Pour le cou et la zone entre les omoplates, le patient tourne le tronc d’un côté puis de l’autre.
Pour les membres, l’articulation la plus proche est bougée en flexion-extension, et rotation (si l’articulation le permet). Tirer aussi en rotation axiale sur les segments de membres.

La « voie de passage ».

Patient détendu, il se laisse entièrement faire, ne contracte pas ses muscles, c’est le thérapeute qui la recherche.
Le thérapeute appuie très fortement sur le point en cherchant le positionnement qui permet un perception bien précise : sous le doigt, le Trigger s’amollit soudainement, il devient moins dur. Dès que l’opérateur à trouvé « sa voie », il y reste, ne change plus la position.

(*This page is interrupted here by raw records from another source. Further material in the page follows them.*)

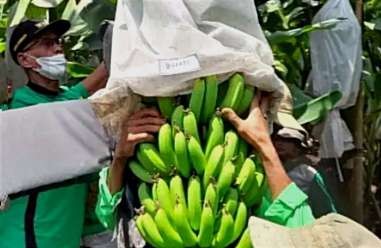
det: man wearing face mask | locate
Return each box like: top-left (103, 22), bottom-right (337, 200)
top-left (0, 20), bottom-right (108, 248)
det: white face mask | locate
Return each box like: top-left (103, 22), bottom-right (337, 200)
top-left (28, 54), bottom-right (67, 82)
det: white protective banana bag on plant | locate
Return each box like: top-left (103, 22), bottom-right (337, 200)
top-left (0, 0), bottom-right (289, 202)
top-left (310, 0), bottom-right (362, 158)
top-left (91, 0), bottom-right (288, 139)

- Au niveau lombaire, avec la main qui n’appuie pas sur le Trigger, l’opérateur tire l’aile iliaque (l’os latéral du bassin) vers le bas et en dehors.
- Pour la zone dorsale (zone des omoplates, à partir de la première vertèbre dorsale), il joue sur de très légères rotations du tronc.
- Pour les Trigger du cou (segment supérieur), le thérapeute, toujours derrière son patient, appuie sur les deux côtés du cou en même temps, en légère traction de la tête (en la tirant ver le haut) sans jamais aucune rotation axiale.
- Pour les membres il tourne le segment de membre concerné sur son axe longitudinal.

L’«effet motte de beurre ».

Soudain, après une minute environ, le point ne fait plus mal du tout, et le doigt du thérapeute s’enfonce un peu comme dans du beurre, sur un ou deux millimètres, pas plus.

Nombre des séances :

Deux fois par semaine au début, puis une fois. Les bienfaits sont ressentis dès la première ou la deuxième séance. Ensuite, il faudra peut-être dix, vingt, trente séances. Mais comme le traitement est sans risque, on peut le renouveler à volonté, et le patient trouve lui même souvent entre deux séances, de nouveaux points à traiter.

Conclusion :

Il est évident que pour soigner un mal de dos chronique, ce traitement à lui seul ne suffit pas. Les livres que j’ai écrit sur le sujet, ainsi que de nombreux billets sur ce blog, en témoignent, et vous donneront l’indispensable complément d’informations. Seulement il doit être systématiquement entrepris, à chaque séance, et donne des résultats remarquables.

  • Estrade J-L. Mais qu’est-ce qui marche dans les sciatiques ? Kinésithérapie Rev. 2007 ; (72) : 4-14.